The truth in Jefferson’s case is complex. Some Americans idolize him, others echo the words of an anonymous 18th century writer who wrote to him, “You are the damndest fool that God put life into.”

In the spring of 1859, Abraham Lincoln wrote in a thinly disguised critique of the human failings of Jefferson, “he who would be no slave, must consent to have no slave.” But Lincoln’s letter has a larger political and philosophical purpose than pointing out Jefferson’s moral hypocrisy. Lincoln wrote:

“All honor to Jefferson — to the man who, in the concrete pressure of a struggle for national independence by a single people, had the coolness, forecast and capacity to introduce into a merely revolutionary document an abstract truth, applicable to all men and all times, and so to embalm it there, that today, and in all coming days, it shall be a rebuke and a stumbling block to the very harbingers of reappearing tyranny and oppression.”

Lincoln, who considered Jefferson his nonpareil, worried whether nations, like parties, could also abandon formerly sacred principles for personal exigency. “It is now no child’s play to save the principles of Jefferson from total overthrow in this nation,” Lincoln warned, just two years before Fort Sumter. “The principles of Jefferson are the definitions and axioms of a free society” — as self-evident, he believed, as “the simpler propositions of Euclid.” His words are just as relevant today.

So, what would Jefferson have said about why we celebrate the Fourth of July?

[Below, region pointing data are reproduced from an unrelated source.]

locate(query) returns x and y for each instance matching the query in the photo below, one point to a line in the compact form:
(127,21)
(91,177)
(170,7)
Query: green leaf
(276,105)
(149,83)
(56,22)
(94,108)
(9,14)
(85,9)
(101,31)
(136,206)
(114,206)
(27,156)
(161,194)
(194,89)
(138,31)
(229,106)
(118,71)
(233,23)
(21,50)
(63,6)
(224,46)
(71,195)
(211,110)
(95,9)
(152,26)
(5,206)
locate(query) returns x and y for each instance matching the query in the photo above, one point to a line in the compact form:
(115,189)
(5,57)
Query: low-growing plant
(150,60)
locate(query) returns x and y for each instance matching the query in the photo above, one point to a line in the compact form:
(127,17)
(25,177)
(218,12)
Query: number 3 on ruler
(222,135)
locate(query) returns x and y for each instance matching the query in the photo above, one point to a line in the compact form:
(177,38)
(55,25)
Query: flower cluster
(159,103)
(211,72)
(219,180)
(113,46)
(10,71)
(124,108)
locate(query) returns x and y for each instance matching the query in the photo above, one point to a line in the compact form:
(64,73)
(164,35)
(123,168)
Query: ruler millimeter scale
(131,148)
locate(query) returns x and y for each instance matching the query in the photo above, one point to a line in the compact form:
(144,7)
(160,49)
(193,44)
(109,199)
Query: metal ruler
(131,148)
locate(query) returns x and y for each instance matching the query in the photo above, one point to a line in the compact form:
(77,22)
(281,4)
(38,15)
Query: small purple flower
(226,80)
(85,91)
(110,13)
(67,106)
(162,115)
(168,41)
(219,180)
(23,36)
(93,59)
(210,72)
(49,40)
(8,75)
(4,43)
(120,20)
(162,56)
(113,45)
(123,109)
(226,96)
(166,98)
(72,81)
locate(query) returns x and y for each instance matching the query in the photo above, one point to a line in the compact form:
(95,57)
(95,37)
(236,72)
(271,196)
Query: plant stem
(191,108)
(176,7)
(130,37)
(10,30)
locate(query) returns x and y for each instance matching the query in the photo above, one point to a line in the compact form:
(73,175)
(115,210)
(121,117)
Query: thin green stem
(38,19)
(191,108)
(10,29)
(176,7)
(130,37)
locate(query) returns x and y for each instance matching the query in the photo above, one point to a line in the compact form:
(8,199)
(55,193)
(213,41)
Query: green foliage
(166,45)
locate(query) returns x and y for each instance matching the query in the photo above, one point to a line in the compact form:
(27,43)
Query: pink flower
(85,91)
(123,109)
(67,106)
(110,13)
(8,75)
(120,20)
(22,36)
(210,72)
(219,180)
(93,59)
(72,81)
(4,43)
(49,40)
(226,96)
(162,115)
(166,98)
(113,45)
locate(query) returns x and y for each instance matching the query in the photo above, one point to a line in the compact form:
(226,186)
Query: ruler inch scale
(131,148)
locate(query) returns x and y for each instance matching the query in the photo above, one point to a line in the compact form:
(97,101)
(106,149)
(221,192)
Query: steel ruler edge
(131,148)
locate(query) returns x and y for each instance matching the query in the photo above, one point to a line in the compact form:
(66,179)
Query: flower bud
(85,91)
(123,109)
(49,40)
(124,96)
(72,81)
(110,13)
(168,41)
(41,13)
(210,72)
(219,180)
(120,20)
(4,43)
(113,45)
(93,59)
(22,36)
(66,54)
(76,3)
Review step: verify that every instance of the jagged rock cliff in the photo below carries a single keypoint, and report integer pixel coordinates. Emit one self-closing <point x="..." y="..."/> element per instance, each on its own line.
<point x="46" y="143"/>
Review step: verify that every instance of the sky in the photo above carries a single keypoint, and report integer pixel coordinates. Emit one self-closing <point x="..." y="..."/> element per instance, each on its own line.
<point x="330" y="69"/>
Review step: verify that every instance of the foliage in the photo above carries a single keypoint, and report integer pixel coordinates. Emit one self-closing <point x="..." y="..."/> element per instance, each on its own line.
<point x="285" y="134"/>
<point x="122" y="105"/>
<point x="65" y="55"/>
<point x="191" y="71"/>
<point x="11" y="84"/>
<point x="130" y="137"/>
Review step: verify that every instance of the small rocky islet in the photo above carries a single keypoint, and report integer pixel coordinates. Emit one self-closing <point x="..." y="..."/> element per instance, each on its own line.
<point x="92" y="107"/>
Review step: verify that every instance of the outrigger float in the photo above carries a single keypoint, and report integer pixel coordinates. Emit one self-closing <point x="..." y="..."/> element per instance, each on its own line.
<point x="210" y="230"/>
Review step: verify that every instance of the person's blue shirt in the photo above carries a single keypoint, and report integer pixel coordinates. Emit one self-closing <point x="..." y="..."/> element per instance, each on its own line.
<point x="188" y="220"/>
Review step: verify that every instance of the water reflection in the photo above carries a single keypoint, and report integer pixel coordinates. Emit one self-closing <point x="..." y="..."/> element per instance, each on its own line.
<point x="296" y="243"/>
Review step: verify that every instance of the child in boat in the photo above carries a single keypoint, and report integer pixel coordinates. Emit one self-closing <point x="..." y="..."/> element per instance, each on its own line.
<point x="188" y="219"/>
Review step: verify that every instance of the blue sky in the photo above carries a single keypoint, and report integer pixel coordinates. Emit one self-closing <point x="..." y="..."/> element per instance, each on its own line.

In the summer of 1826, Jefferson drafted a letter to commemorate the fiftieth anniversary of the Declaration of Independence. “All eyes are opened, or opening, to the rights of man,” he wrote. “The general spread of the light of science has already laid open to every view the palpable truth that the mass of mankind has not been born with saddles on their back, not a favored few booted and spurred, ready to ride them legitimately, by the grace of God. These are grounds of hope for others. For ourselves, let the annual return of this day forever refresh our recollections of these rights, and an undiminished devotion to them.”

In June 1826, he struggled to hang onto to life. His daughter sat with him during the day, and his personal secretary, Nicholas Trist, kept watch at night. Lying in his alcove bed at Monticello, he reminisced about the Revolution, recounting stores as if willing himself to live to see the fiftieth anniversary of the Declaration of Independence. In his remaining three hours, he woke several times and repeatedly asked, “This is the Fourth?” At last, the clock chimed midnight, ushering in the Fourth of July. Upon hearing that, Jefferson lied back and nodded. “Ah,” he said, “Just as I wished.” And in a poetic coincidence of history six hundred miles away, his old rival and friend, John Adams, also died on that fateful day.